First, we must recognize that all AI systems embody values through their design. Organizations need robust processes for interrogating these embedded values, understanding their provenance, and actively shaping them. This means involving ethicists, domain experts, and affected stakeholders in system design, not just data scientists and engineers.

Second, we need new models of distributed decision authority that map different types of decisions to appropriate human-AI configurations. Some decisions require human creativity and moral inputs; others benefit from AI's pattern recognition and consistency. Many require both, in carefully orchestrated processes. The challenge lies not in drawing rigid boundaries but in creating flexible, context-aware frameworks for decision delegation.

Third, organizations must develop new competencies in what we might call "algorithmic literacy" to provide the ability to understand not just what AI systems recommend but how they reach those recommendations, what values they encode, and what blindspots they possess. Senior leaders can no longer treat AI as a black box that delivers neutral analysis; they must understand it as a participant in organizational decision-making with its own inherent biases and limitations.

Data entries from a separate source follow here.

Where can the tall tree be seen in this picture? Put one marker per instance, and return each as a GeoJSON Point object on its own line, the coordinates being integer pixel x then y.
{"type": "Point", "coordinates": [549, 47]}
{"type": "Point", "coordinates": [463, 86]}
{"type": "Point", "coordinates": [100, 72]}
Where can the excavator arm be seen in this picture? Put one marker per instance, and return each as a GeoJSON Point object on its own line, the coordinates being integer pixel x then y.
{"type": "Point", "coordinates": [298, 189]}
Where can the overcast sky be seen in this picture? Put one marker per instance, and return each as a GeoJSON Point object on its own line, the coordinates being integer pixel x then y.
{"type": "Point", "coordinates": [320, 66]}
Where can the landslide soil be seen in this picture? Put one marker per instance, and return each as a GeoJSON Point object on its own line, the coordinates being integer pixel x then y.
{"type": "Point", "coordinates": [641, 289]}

Finally, we need governance structures that reflect this new reality. Traditional approval hierarchies are inadequate for AI, often assuming human decision-makers at each level. But when AI systems make millions of micro-decisions that shape macro-outcomes, when recommendation algorithms influence rather than merely inform, when predictive models become self-fulfilling prophecies, then governance must evolve. This means new forms of algorithmic auditing, continuous monitoring of decision outcomes, and kill switches for when human intervention becomes necessary.

The organizations that will thrive in AI-dominated environments won't be those that maintain an artificial distinction between computational "could" and human "should". They'll be those that develop sophisticated frameworks for human-AI collaboration, recognizing that values and judgments are distributed throughout sociotechnical systems, not localized in human minds.

The question facing senior leaders isn't whether to preserve human decision-making authority. That need is clear. Instead, it's how to exercise that authority effectively in a world where the very nature of decision-making has fundamentally changed. The comfortable position of "AI proposes, human disposes" must give way to the complex reality of hybrid intelligence. Only then can organizations harness AI's transformative potential while maintaining the accountability and wisdom their stakeholders demand.